Dans les deux salles du cloître, la musique ne change pas. Le vert des panneaux de l’église cède la place à un blanc éclatant sur lequel sont à nouveau dispersées des lithographies sans titre, tandis qu’une deuxième reproduction du Piano surréaliste trône au centre de la première salle, que nous retrouvons, dans un format réduit (et nous nous demandons encore pour quelle raison bizarre le conservateur a voulu nous régaler de cette œuvre trois fois au cours d’une seule exposition), dans la dernière salle. Ici, le visiteur se trouve plongé dans une sélection presque complète du corpus de sculptures extraites de l’œuvre de Salvador Dalí, reproduites dans des formes et des tailles différentes. En fait, la dernière salle ressemble plus à une sorte de grande boutique de souvenirs de Dalí qu’à une pièce d’une exposition sérieuse. N’oublions pas les habituelles lithographies qui ornent les murs, probablement distribuées au hasard: cependant, dans cette dernière salle, sans que l’on sache pourquoi, des étiquettes d’identification apparaissent parfois. Pas pour toutes les œuvres, bien sûr, ce serait trop demander, mais de temps en temps, on tombe sur une présence aussi heureuse, accueillie presque comme une apparition mystique, tant elle est rare. Après avoir parcouru le catalogue (cinquante euros pour une sorte de volumineux dépliant publicitaire de la société organisatrice, évidemment totalement dépourvu d’essais), la sortie de l’exposition ne peut que prendre l’allure d’une libération: il est bien plus utile et productif de se détendre en sirotant un apéritif que de se faire du mal en observant une série d’œuvres qui n’ont souvent pas grand-chose à voir avec Dalí. Mais là n’est pas le problème principal: une exposition intéressante peut aussi être réalisée avec des reproductions, ou avec des œuvres créées de toutes pièces à partir de dessins originaux (et dans tous les cas, la première information à transmettre au lecteur est sûrement celle qui l’avertit du fait qu’il se trouve devant des œuvres où la seule intervention de la main de l’artiste est la signature au crayon sur les tirages). Le problème est que l’exposition manque totalement de plan, c’est une exposition sans rime ni raison, le visiteur repart sans en savoir plus sur Dalí qu’il n’en savait à l’entrée, et l’ensemble prend l’allure d’un énorme coup de publicité pour la société organisatrice. Mais dans le cadre d’un espace public.
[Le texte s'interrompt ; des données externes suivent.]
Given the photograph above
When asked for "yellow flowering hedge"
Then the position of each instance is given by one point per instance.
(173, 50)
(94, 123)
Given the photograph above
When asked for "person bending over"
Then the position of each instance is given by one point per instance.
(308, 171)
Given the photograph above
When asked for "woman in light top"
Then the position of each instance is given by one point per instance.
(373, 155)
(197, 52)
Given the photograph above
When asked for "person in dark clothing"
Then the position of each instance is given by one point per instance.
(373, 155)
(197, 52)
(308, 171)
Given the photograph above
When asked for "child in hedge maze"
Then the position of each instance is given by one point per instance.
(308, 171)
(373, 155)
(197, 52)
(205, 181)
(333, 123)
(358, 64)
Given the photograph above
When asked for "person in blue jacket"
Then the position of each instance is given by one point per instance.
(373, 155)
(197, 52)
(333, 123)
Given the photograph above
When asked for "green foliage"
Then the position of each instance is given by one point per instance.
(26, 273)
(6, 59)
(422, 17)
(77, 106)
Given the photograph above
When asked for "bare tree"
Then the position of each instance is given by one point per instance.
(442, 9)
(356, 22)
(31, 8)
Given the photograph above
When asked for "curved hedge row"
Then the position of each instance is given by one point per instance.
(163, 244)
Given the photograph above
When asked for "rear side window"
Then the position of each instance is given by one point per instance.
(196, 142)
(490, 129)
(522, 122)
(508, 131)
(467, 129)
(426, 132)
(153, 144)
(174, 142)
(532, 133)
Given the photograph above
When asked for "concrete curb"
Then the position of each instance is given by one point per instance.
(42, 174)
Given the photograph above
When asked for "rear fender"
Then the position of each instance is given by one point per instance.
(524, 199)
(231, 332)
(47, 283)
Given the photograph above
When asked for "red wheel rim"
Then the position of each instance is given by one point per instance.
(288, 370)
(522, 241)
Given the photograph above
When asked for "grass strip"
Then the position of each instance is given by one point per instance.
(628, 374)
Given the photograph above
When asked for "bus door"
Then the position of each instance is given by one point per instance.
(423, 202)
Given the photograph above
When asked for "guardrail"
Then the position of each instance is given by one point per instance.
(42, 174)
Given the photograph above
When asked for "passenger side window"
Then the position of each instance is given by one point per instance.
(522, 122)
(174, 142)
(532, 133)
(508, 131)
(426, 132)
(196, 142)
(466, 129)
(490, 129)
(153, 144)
Un seul conseil donc: si vous le pouvez, ne vous approchez pas de ce pain de viande indigeste et inutile, vaguement dalinien. Ou alors, n’entrez à Sant’Agostino que pour voir les fragments du retable de Zacchia da Vezzano et les œuvres d’artistes toscans du XVIIe siècle qui ornent les bas-côtés de l’église suspendue pour le culte. Et si vous voulez vraiment jeter un coup d’œil à l’exposition, faites-le si vous voulez voir les sculptures en direct avant de les acheter. Une remarque, enfin, à l’intention de l’administration municipale: je m’interroge sur l’opportunité d’accorder un espace public d’une telle importance à une exposition qui non seulement n’a aucune vocation informative, mais qui profite davantage à l’entreprise organisatrice qu’à la commune d’accueil ou au public visiteur. Il n’est pas nouveau que derrière le vernis de “ville d’art” que Pietrasanta s’est astucieusement construit ces derniers temps, il n’y a en réalité que très peu de substance.